Apple wants the world to be on touchscreen computers, and they are hell bent on making it reality. There is a fine line between making something for the benefit of your customers and making the computer you prefer to make by ignoring your customers. You can ignore your customers when they complain about having to give up the past to embrace the future, but Apple appears to be ignoring their customers when they have a reasonable point to make. To the customer, Apple is tilting at windmills only they see.
Apple used to be great at pushing us, whining, crabby, fussy customers into the future by telling us a story about why we had to do it. They no longer tell us those stories. They just throw apparently random changes at us that somehow always require us to spend money for a questionable future benefit.
The reasonable thing to do would be to vote with your pocketbook and not buy the new MacBook Pro. But Mac users who desperately need an upgrade will have to do it. They have no choice if they want to run new software. So Apple’s lock-in with their technology effectively quiets the noise the company should be hearing. If we all complain about the irrational changes made to the MacBook, iPhone and Apple TV lines, but still buy them, why would Apple interpret these complaints as anything but sour grapes that we’ll get over?
It’s a curious thing you see with large companies that suddenly have no idea why customers buy their products. You expect it from a company like General Motors, McDonalds or Comcast. They get so hung up on meeting their own needs that they lose any ability to comprehend their customer’s needs and what they will need down the line. General Motors should have produced a feasible electric car with amazing technology a decade ago, but they didn’t see it, and made 500 varieties of SUVs and are being challenged by Tesla. McDonalds could have understood that their customers wanted better, healthier food and made a decision to go all in, but instead they have 45 different hamburgers on their menu are are challenged by dozens of healthy competitors. Comcast could have understood that investing billions and billions into expensive content wasn’t going to be of any value in a few years when video can go straight to YouTube and be shot for zero cost.

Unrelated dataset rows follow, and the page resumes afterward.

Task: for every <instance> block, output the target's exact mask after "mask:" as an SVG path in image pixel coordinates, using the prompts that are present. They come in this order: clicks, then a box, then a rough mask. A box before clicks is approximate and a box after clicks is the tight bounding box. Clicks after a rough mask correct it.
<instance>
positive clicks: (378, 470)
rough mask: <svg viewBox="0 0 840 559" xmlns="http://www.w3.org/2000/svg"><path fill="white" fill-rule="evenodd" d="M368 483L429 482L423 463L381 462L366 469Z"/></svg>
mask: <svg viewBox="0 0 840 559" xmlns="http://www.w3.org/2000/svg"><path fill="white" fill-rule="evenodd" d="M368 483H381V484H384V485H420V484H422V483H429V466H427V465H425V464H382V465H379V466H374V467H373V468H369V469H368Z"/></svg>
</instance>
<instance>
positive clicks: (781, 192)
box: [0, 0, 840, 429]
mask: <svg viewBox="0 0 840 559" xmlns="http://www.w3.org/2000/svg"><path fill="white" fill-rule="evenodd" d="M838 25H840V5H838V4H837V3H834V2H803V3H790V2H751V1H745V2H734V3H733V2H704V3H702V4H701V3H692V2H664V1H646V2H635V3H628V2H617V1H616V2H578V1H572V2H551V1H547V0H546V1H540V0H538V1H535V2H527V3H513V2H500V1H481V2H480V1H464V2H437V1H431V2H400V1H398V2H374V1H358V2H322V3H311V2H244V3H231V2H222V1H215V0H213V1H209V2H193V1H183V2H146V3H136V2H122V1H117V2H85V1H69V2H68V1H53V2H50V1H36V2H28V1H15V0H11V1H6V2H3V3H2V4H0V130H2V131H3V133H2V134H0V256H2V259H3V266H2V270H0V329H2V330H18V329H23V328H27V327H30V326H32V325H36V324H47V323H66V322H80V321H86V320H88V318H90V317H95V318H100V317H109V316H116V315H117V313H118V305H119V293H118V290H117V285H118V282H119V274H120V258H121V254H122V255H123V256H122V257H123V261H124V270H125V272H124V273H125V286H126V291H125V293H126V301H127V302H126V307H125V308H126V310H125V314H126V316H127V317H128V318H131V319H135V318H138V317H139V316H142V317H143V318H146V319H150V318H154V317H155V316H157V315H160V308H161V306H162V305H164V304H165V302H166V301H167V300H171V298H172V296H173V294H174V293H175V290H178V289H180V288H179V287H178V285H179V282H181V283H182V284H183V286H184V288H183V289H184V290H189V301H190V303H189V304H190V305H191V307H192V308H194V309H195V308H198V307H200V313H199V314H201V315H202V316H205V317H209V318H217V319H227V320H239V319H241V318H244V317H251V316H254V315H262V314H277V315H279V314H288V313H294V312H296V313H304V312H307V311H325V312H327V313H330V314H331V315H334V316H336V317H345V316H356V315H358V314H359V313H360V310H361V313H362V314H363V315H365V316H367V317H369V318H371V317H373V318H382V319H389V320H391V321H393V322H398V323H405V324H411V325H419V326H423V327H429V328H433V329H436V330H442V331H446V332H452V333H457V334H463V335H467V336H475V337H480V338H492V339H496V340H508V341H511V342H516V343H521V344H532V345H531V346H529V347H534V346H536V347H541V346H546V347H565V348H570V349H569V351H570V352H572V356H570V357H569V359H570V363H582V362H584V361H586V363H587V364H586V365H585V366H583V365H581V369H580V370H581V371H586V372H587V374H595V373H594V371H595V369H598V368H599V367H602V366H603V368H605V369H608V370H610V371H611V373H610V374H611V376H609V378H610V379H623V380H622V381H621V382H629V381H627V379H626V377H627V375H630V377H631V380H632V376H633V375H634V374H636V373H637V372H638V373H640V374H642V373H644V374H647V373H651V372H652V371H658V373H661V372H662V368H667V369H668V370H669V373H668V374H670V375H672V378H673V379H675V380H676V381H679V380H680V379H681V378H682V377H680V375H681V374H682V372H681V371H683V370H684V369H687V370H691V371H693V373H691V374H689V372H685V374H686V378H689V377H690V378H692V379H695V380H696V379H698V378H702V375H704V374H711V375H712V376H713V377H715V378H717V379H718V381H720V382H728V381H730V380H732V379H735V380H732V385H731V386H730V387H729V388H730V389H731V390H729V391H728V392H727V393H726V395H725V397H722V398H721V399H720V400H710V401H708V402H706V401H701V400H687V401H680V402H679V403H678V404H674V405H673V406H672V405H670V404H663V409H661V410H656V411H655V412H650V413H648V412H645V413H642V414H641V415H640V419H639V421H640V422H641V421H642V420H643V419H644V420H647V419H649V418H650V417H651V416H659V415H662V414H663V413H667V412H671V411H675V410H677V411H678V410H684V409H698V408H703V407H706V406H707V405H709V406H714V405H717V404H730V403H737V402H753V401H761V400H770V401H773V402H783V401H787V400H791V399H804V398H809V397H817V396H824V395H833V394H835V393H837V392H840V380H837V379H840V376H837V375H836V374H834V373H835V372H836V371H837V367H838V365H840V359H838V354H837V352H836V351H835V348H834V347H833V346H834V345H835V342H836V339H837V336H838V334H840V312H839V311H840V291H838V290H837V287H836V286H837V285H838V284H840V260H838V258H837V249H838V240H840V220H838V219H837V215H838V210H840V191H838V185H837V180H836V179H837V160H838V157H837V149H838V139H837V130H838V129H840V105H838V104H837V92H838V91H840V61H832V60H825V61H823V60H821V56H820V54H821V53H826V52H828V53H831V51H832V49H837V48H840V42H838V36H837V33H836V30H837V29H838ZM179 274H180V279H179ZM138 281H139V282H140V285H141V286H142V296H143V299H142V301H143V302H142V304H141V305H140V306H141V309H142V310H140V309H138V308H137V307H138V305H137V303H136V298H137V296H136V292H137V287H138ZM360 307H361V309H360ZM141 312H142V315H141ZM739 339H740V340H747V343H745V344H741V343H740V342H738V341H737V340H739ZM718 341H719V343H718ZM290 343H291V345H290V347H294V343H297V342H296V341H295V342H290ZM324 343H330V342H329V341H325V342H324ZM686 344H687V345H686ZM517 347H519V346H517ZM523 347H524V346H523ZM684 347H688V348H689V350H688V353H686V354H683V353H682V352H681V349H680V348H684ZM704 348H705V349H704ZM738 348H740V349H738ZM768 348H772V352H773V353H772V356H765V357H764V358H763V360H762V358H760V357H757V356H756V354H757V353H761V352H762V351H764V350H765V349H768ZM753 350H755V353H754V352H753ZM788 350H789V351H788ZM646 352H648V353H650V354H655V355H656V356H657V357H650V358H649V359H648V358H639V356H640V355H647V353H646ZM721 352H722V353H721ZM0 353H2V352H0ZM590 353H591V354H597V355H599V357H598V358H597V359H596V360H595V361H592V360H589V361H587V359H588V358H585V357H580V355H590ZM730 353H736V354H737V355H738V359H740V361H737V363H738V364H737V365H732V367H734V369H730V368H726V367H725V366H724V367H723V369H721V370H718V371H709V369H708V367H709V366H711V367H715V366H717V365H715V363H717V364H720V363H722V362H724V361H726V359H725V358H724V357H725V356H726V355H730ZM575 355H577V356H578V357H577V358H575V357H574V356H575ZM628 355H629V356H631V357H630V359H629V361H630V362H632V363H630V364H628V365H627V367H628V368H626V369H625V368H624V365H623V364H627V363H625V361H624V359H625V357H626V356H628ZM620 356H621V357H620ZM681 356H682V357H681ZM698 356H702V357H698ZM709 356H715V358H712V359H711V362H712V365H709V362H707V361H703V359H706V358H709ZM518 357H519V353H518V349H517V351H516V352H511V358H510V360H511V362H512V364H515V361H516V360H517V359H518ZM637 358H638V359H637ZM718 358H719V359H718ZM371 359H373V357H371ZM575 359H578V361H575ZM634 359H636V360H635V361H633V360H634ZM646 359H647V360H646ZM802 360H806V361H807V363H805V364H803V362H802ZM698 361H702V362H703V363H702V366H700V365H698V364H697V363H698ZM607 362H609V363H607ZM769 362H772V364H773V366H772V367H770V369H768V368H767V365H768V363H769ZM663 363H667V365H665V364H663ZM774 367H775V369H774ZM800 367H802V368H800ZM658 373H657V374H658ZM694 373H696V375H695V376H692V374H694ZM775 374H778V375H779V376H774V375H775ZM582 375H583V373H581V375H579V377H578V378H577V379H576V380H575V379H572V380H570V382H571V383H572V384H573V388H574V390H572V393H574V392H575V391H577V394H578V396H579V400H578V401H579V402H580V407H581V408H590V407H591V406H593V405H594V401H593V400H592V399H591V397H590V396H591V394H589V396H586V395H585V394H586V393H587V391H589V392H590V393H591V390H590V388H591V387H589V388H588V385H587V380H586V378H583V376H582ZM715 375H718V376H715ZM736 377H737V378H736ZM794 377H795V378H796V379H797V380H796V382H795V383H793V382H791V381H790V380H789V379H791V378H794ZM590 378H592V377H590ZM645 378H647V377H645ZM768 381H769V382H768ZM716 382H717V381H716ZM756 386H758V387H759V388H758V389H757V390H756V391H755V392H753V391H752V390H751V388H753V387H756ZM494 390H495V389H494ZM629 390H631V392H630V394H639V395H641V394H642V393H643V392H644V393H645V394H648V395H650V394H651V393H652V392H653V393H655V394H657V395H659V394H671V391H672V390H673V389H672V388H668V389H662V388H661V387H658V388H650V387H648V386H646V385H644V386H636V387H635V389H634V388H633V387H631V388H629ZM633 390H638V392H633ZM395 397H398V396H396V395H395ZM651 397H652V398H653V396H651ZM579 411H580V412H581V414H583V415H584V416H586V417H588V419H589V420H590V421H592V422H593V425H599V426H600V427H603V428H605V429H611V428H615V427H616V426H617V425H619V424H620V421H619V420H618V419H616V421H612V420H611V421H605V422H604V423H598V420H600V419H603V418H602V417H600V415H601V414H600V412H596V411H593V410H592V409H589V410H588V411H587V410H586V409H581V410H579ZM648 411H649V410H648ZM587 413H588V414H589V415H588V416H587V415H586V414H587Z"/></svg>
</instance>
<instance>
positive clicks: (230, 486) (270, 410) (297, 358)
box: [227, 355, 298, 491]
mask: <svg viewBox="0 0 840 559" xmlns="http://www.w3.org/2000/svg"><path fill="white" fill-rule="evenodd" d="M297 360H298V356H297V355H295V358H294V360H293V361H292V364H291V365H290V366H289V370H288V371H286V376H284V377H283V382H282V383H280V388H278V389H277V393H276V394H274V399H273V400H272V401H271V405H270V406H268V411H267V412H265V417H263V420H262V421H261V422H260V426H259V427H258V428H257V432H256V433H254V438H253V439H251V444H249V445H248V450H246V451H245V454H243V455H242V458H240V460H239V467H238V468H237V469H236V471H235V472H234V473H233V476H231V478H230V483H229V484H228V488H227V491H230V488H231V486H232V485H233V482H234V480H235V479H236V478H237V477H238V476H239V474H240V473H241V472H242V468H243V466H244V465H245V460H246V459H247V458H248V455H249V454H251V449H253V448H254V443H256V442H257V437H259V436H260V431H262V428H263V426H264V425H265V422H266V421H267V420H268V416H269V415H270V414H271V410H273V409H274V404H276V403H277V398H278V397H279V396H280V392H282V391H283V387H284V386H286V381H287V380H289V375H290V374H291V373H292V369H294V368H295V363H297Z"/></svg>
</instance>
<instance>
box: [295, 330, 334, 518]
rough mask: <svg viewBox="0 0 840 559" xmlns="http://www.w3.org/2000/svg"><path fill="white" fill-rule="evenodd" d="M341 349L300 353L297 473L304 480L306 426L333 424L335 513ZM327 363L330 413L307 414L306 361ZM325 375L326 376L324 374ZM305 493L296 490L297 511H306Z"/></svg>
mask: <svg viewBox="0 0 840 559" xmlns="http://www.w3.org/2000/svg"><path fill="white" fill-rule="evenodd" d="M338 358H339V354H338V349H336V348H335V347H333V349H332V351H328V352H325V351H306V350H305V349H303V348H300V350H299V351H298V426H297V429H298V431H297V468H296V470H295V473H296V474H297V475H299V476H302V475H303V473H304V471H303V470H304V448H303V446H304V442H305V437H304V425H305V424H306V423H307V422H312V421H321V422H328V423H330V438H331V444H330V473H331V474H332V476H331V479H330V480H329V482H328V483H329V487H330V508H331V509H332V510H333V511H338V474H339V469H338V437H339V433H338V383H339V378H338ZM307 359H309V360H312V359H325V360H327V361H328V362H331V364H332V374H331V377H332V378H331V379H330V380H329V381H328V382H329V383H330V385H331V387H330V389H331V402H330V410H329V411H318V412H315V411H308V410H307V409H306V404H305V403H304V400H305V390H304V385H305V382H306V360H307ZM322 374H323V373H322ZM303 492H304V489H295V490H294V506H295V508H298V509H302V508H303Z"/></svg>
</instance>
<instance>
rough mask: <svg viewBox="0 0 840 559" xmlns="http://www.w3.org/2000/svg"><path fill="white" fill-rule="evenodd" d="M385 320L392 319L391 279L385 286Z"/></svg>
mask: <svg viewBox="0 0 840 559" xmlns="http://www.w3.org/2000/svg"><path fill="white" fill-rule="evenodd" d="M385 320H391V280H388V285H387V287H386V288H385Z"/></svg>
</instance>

None of these companies will die off, though. They are all powerful enough to keep making money, their customers unable to find an alternative, and loyal to a fault.
When a company is so focused on meeting their own internal needs, whether that be profit, contractual obligations, political maneuvering, internal power struggles, or executive self-esteem, they quickly forget the basics. They forget how to make a product.